In its November Short-Term Energy Outlook (STEO), EIA forecasts the price difference between West Texas Intermediate (WTI) crude oil priced at Cushing, Oklahoma, and Brent, the global crude oil price benchmark, to remain at $6 per barrel (b) through the first quarter of 2018 before narrowing to $4/b during the second half of 2018. WTI averaged $2/b lower than Brent through the first eight months of 2017 and averaged $6/b lower than Brent in September and October.
The forecast Brent-WTI price spread in the November STEO is about $1/b wider than was forecast in last month’s STEO. The wider forecast spread reflects continuing price developments that have emerged over the past two months that likely resulted from transportation constraints in moving domestically produced crude oil from Cushing, Oklahoma, and from the Permian basin in Texas to the U.S. Gulf Coast. Although many other factors can affect WTI, Brent, or both crude oil prices at any given time, near-term changes in the Brent-WTI price spread will generally be derived from either changes in pipeline capacity or U.S. crude oil production.
As U.S. crude oil production has increased, particularly in regions such as the Permian basin, so has the need for more transportation infrastructure to accommodate it. However, the rate of production growth and the scale and timing of when additional pipeline capacity is brought online are not always aligned. EIA estimates that, without pipeline constraints, moving crude oil from Cushing to the U.S. Gulf Coast typically costs $3.50/b, but it has become more expensive as transportation constraints have developed.
The transportation constraints between inland domestic crude oil production and the Gulf Coast have resulted in relatively high levels of crude oil inventories in Cushing. Total commercial U.S. crude oil inventories declined by 25 million barrels from the last week of July to the week ending November 3, but inventories in Cushing increased by 8.8 million barrels. The inventory builds at Cushing have pushed its inventories 51% higher than the five-year average, while inventories for the United States as a whole and in the Gulf Coast region are only 15% and 10% higher than their respective five-year averages.
Another factor affecting the Brent-WTI spread is the transportation of light sweet crude oil from the U.S. Gulf Coast to Asia. With the removal of restrictions on exporting domestically produced crude oil in December 2015, additional supplies of light sweet crude oil that cannot be economically processed at U.S. refineries or transported domestically can now be exported. Once exported, WTI competes with Brent directly in the global market. U.S. crude oil export data suggest that WTI’s and Brent’s marginal competitive market is Asia. So far in 2017, China is the second-largest destination for U.S. crude oil exports at 173,000 barrels per day.

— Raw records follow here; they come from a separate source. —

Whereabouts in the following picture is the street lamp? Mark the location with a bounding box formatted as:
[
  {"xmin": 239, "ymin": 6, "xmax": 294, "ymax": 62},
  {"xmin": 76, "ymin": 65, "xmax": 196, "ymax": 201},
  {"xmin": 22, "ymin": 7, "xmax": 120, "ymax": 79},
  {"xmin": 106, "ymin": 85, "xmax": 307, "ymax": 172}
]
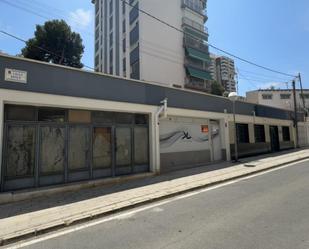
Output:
[{"xmin": 228, "ymin": 92, "xmax": 238, "ymax": 162}]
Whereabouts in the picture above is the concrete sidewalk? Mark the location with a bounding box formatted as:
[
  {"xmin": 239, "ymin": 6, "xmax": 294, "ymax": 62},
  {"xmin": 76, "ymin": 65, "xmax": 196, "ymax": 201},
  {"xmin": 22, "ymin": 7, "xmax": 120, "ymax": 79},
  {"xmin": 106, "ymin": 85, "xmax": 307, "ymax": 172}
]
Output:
[{"xmin": 0, "ymin": 149, "xmax": 309, "ymax": 244}]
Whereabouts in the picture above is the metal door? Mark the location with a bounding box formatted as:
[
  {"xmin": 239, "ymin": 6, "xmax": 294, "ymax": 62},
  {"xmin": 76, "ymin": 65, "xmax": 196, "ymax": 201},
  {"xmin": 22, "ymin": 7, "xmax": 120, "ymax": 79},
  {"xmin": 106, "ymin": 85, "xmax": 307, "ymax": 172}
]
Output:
[
  {"xmin": 92, "ymin": 126, "xmax": 114, "ymax": 178},
  {"xmin": 38, "ymin": 124, "xmax": 67, "ymax": 186},
  {"xmin": 269, "ymin": 126, "xmax": 280, "ymax": 152},
  {"xmin": 210, "ymin": 120, "xmax": 222, "ymax": 161},
  {"xmin": 1, "ymin": 123, "xmax": 37, "ymax": 190},
  {"xmin": 114, "ymin": 126, "xmax": 133, "ymax": 175}
]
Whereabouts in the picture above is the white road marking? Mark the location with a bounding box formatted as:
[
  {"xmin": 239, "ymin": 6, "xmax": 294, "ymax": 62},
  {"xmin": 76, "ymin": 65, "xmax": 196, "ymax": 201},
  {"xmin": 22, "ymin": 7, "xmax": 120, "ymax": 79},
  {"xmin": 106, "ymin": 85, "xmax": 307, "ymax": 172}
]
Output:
[{"xmin": 5, "ymin": 159, "xmax": 309, "ymax": 249}]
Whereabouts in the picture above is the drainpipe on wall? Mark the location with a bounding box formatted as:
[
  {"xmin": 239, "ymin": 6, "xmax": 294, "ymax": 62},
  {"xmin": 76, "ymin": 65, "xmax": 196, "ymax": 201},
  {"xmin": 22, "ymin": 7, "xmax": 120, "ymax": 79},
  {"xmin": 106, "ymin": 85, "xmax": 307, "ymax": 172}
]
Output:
[{"xmin": 154, "ymin": 98, "xmax": 167, "ymax": 173}]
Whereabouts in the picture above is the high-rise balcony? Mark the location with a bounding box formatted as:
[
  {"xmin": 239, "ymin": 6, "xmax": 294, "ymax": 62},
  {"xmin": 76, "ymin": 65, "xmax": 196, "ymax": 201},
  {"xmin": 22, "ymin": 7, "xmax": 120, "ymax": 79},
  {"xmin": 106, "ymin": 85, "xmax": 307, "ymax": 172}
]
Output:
[
  {"xmin": 184, "ymin": 35, "xmax": 209, "ymax": 53},
  {"xmin": 182, "ymin": 0, "xmax": 208, "ymax": 21},
  {"xmin": 182, "ymin": 17, "xmax": 208, "ymax": 34}
]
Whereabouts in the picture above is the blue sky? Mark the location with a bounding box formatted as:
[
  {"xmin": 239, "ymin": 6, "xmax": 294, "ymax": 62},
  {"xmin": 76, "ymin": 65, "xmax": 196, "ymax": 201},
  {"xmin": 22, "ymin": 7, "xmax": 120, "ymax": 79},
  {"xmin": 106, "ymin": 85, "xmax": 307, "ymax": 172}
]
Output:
[{"xmin": 0, "ymin": 0, "xmax": 309, "ymax": 95}]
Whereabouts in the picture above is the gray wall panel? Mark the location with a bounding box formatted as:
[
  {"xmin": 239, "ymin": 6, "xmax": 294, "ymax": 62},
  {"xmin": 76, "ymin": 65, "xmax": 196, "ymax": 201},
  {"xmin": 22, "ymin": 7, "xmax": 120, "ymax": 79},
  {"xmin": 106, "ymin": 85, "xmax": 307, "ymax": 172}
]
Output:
[
  {"xmin": 160, "ymin": 150, "xmax": 211, "ymax": 173},
  {"xmin": 0, "ymin": 56, "xmax": 291, "ymax": 120}
]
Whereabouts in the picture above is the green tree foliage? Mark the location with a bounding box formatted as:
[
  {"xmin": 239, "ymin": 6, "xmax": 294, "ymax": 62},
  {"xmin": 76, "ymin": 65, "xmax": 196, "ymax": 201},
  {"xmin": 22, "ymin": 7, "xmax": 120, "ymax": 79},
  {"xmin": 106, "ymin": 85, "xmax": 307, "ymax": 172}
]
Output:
[
  {"xmin": 211, "ymin": 81, "xmax": 224, "ymax": 96},
  {"xmin": 22, "ymin": 20, "xmax": 84, "ymax": 68}
]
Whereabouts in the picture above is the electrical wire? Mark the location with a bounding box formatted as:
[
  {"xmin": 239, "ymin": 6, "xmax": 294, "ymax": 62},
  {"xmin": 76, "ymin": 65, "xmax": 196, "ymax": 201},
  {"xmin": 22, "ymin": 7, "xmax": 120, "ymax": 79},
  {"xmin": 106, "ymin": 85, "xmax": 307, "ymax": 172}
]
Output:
[
  {"xmin": 119, "ymin": 0, "xmax": 295, "ymax": 77},
  {"xmin": 0, "ymin": 30, "xmax": 94, "ymax": 70}
]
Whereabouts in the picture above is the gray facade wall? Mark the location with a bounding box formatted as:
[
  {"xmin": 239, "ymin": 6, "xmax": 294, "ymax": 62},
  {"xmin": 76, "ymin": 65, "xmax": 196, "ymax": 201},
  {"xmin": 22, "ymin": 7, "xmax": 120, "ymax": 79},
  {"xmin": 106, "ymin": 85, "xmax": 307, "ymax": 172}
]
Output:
[{"xmin": 0, "ymin": 56, "xmax": 291, "ymax": 120}]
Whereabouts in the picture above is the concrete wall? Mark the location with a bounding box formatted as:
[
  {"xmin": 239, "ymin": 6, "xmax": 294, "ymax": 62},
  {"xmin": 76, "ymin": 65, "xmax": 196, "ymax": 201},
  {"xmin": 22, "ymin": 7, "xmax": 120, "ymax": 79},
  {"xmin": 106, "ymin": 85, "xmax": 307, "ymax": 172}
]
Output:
[
  {"xmin": 139, "ymin": 0, "xmax": 185, "ymax": 86},
  {"xmin": 247, "ymin": 90, "xmax": 309, "ymax": 111},
  {"xmin": 229, "ymin": 117, "xmax": 295, "ymax": 157}
]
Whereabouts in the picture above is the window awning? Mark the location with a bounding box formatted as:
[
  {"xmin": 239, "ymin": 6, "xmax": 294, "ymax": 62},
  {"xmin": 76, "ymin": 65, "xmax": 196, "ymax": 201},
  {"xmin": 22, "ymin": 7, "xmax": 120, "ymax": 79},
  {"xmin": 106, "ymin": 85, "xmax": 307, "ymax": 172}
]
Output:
[
  {"xmin": 187, "ymin": 67, "xmax": 212, "ymax": 80},
  {"xmin": 187, "ymin": 48, "xmax": 210, "ymax": 62}
]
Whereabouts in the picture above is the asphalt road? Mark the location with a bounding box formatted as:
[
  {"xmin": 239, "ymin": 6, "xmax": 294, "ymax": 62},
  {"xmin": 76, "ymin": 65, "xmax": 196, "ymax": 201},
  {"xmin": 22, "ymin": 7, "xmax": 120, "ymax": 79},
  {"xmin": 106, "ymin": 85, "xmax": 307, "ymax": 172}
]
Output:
[{"xmin": 17, "ymin": 161, "xmax": 309, "ymax": 249}]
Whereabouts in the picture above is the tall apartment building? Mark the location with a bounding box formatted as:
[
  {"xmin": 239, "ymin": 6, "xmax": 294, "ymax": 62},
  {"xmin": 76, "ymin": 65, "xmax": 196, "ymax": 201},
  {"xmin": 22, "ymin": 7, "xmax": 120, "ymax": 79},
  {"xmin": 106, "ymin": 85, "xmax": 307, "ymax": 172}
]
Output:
[
  {"xmin": 92, "ymin": 0, "xmax": 212, "ymax": 91},
  {"xmin": 210, "ymin": 54, "xmax": 236, "ymax": 92},
  {"xmin": 246, "ymin": 89, "xmax": 309, "ymax": 111}
]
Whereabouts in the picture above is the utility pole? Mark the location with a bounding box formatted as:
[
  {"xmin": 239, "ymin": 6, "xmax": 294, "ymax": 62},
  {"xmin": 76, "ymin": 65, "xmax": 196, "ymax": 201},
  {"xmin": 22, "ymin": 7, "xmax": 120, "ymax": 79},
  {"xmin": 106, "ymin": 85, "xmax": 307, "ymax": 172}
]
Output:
[
  {"xmin": 292, "ymin": 80, "xmax": 299, "ymax": 148},
  {"xmin": 298, "ymin": 73, "xmax": 308, "ymax": 117}
]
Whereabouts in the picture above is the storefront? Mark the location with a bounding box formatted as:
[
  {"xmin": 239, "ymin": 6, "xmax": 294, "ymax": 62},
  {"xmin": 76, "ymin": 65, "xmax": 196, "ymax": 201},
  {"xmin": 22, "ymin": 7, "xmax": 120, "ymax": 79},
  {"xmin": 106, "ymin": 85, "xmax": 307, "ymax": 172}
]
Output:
[{"xmin": 2, "ymin": 105, "xmax": 149, "ymax": 191}]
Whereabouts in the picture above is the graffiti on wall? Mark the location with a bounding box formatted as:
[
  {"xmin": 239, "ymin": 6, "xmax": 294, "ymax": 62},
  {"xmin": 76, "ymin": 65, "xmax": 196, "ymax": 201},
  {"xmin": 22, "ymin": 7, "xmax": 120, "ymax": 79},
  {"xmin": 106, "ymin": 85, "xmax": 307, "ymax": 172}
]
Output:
[{"xmin": 160, "ymin": 117, "xmax": 219, "ymax": 153}]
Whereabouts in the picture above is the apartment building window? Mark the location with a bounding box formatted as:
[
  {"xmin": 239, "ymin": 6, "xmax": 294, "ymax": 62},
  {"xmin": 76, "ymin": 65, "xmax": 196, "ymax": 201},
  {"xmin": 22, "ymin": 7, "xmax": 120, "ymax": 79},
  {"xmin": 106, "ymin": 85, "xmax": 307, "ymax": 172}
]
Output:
[
  {"xmin": 130, "ymin": 3, "xmax": 139, "ymax": 24},
  {"xmin": 109, "ymin": 32, "xmax": 114, "ymax": 47},
  {"xmin": 109, "ymin": 49, "xmax": 114, "ymax": 62},
  {"xmin": 122, "ymin": 38, "xmax": 127, "ymax": 53},
  {"xmin": 109, "ymin": 0, "xmax": 113, "ymax": 15},
  {"xmin": 280, "ymin": 93, "xmax": 291, "ymax": 99},
  {"xmin": 131, "ymin": 61, "xmax": 139, "ymax": 79},
  {"xmin": 282, "ymin": 126, "xmax": 291, "ymax": 142},
  {"xmin": 299, "ymin": 93, "xmax": 309, "ymax": 99},
  {"xmin": 122, "ymin": 58, "xmax": 127, "ymax": 76},
  {"xmin": 122, "ymin": 2, "xmax": 126, "ymax": 14},
  {"xmin": 94, "ymin": 54, "xmax": 99, "ymax": 67},
  {"xmin": 262, "ymin": 94, "xmax": 273, "ymax": 99},
  {"xmin": 109, "ymin": 16, "xmax": 113, "ymax": 31},
  {"xmin": 236, "ymin": 124, "xmax": 249, "ymax": 143},
  {"xmin": 122, "ymin": 20, "xmax": 127, "ymax": 33},
  {"xmin": 95, "ymin": 1, "xmax": 100, "ymax": 14},
  {"xmin": 254, "ymin": 125, "xmax": 266, "ymax": 143},
  {"xmin": 130, "ymin": 22, "xmax": 139, "ymax": 46}
]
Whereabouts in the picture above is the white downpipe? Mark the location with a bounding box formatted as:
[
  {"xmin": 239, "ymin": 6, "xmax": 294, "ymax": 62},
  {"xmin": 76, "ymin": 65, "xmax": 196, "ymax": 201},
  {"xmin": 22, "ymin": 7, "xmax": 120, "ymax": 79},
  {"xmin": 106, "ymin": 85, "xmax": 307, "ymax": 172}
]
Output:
[{"xmin": 154, "ymin": 98, "xmax": 167, "ymax": 173}]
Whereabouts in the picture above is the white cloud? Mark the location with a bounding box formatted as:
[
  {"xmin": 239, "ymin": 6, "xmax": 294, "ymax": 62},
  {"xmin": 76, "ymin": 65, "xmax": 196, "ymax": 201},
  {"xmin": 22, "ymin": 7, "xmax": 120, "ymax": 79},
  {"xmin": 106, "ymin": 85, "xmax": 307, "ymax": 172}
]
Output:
[{"xmin": 69, "ymin": 9, "xmax": 93, "ymax": 29}]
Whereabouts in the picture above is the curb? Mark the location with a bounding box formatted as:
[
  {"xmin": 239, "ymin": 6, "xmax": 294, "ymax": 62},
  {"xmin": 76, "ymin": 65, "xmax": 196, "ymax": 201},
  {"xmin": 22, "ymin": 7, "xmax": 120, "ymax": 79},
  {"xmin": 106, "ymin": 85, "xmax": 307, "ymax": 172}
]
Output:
[
  {"xmin": 0, "ymin": 156, "xmax": 309, "ymax": 246},
  {"xmin": 0, "ymin": 172, "xmax": 156, "ymax": 205}
]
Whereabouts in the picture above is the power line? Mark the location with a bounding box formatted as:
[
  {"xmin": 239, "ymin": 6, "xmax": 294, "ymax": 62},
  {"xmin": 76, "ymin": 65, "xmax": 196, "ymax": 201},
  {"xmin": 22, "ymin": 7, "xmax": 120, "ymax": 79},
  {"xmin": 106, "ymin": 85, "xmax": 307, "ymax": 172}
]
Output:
[
  {"xmin": 238, "ymin": 68, "xmax": 288, "ymax": 81},
  {"xmin": 0, "ymin": 0, "xmax": 189, "ymax": 65},
  {"xmin": 119, "ymin": 0, "xmax": 295, "ymax": 77},
  {"xmin": 0, "ymin": 30, "xmax": 94, "ymax": 70}
]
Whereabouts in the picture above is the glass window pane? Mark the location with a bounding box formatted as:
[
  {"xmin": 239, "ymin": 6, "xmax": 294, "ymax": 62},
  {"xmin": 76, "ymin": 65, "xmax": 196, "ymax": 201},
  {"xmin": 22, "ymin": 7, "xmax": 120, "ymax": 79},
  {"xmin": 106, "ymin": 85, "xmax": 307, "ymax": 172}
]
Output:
[
  {"xmin": 134, "ymin": 127, "xmax": 149, "ymax": 164},
  {"xmin": 116, "ymin": 127, "xmax": 131, "ymax": 166},
  {"xmin": 135, "ymin": 114, "xmax": 148, "ymax": 124},
  {"xmin": 69, "ymin": 126, "xmax": 90, "ymax": 170},
  {"xmin": 6, "ymin": 126, "xmax": 35, "ymax": 177},
  {"xmin": 93, "ymin": 128, "xmax": 112, "ymax": 168},
  {"xmin": 40, "ymin": 127, "xmax": 65, "ymax": 174},
  {"xmin": 5, "ymin": 105, "xmax": 36, "ymax": 121},
  {"xmin": 39, "ymin": 108, "xmax": 65, "ymax": 123},
  {"xmin": 115, "ymin": 112, "xmax": 134, "ymax": 124},
  {"xmin": 69, "ymin": 110, "xmax": 91, "ymax": 123},
  {"xmin": 92, "ymin": 112, "xmax": 114, "ymax": 124}
]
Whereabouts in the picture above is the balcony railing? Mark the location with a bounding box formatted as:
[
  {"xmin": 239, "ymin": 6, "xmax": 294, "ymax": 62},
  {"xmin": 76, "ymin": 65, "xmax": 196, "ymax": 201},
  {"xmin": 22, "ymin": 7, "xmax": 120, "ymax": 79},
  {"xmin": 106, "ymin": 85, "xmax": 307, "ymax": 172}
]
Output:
[
  {"xmin": 185, "ymin": 78, "xmax": 210, "ymax": 92},
  {"xmin": 185, "ymin": 58, "xmax": 206, "ymax": 70},
  {"xmin": 182, "ymin": 17, "xmax": 208, "ymax": 34},
  {"xmin": 184, "ymin": 35, "xmax": 209, "ymax": 53},
  {"xmin": 182, "ymin": 0, "xmax": 207, "ymax": 16}
]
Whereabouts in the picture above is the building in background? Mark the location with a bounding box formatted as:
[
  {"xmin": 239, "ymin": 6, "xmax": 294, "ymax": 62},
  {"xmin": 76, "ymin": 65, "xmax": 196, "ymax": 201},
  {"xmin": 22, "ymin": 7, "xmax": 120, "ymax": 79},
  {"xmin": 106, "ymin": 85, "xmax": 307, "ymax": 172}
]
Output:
[
  {"xmin": 216, "ymin": 56, "xmax": 236, "ymax": 92},
  {"xmin": 209, "ymin": 53, "xmax": 218, "ymax": 82},
  {"xmin": 209, "ymin": 54, "xmax": 237, "ymax": 92},
  {"xmin": 246, "ymin": 89, "xmax": 309, "ymax": 111},
  {"xmin": 92, "ymin": 0, "xmax": 212, "ymax": 91}
]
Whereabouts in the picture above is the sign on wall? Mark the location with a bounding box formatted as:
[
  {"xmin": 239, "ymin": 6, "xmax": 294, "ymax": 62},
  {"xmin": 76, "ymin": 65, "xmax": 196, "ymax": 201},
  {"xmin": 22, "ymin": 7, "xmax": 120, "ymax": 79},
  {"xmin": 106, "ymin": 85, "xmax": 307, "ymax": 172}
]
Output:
[
  {"xmin": 4, "ymin": 68, "xmax": 27, "ymax": 84},
  {"xmin": 160, "ymin": 118, "xmax": 210, "ymax": 153}
]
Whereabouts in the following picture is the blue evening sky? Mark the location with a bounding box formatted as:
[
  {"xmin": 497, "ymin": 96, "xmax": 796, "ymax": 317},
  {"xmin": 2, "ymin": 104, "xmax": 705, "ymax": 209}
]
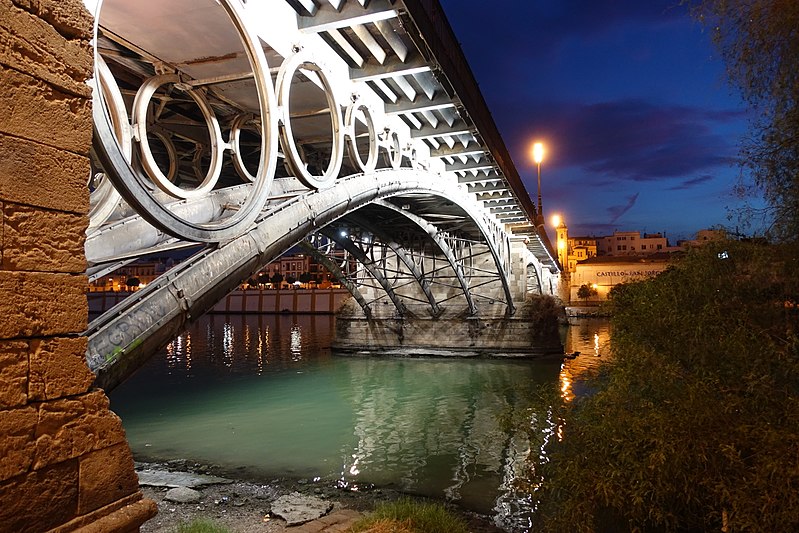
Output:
[{"xmin": 441, "ymin": 0, "xmax": 747, "ymax": 239}]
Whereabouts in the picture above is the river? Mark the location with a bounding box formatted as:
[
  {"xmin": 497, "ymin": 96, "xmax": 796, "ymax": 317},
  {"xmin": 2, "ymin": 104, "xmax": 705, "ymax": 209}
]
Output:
[{"xmin": 111, "ymin": 315, "xmax": 609, "ymax": 529}]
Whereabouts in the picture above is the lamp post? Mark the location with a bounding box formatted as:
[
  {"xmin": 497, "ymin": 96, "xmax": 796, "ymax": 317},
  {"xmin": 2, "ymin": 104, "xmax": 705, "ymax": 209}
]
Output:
[{"xmin": 533, "ymin": 143, "xmax": 544, "ymax": 226}]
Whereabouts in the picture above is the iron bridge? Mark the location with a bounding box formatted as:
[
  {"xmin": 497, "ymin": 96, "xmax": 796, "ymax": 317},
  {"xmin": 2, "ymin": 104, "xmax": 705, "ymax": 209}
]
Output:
[{"xmin": 79, "ymin": 0, "xmax": 559, "ymax": 387}]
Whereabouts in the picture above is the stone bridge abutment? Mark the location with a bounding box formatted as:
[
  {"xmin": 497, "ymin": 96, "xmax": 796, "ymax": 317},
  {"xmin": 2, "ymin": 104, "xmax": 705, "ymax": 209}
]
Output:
[{"xmin": 0, "ymin": 0, "xmax": 156, "ymax": 533}]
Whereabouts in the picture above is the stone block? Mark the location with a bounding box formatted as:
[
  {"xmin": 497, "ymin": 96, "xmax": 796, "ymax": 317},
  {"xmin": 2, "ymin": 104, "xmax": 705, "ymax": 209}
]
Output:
[
  {"xmin": 0, "ymin": 132, "xmax": 91, "ymax": 214},
  {"xmin": 54, "ymin": 492, "xmax": 158, "ymax": 533},
  {"xmin": 0, "ymin": 0, "xmax": 93, "ymax": 98},
  {"xmin": 0, "ymin": 65, "xmax": 92, "ymax": 152},
  {"xmin": 2, "ymin": 202, "xmax": 88, "ymax": 274},
  {"xmin": 0, "ymin": 271, "xmax": 89, "ymax": 339},
  {"xmin": 0, "ymin": 460, "xmax": 78, "ymax": 533},
  {"xmin": 33, "ymin": 390, "xmax": 125, "ymax": 470},
  {"xmin": 28, "ymin": 337, "xmax": 94, "ymax": 401},
  {"xmin": 12, "ymin": 0, "xmax": 93, "ymax": 39},
  {"xmin": 0, "ymin": 341, "xmax": 28, "ymax": 409},
  {"xmin": 78, "ymin": 442, "xmax": 139, "ymax": 515},
  {"xmin": 0, "ymin": 406, "xmax": 38, "ymax": 482}
]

To compete with Brent in Asia, WTI prices must reflect the additional transportation costs U.S. crude oil exports incur on their way to Asia. Although more infrastructure to export crude oil has been built recently, U.S. exporters must still use smaller, less-economic vessels or complex shipping arrangements, which add to costs. EIA estimates that it costs approximately $0.50/b more to transport WTI from the United States to Asia than it costs to ship Brent from the North Sea to Asia.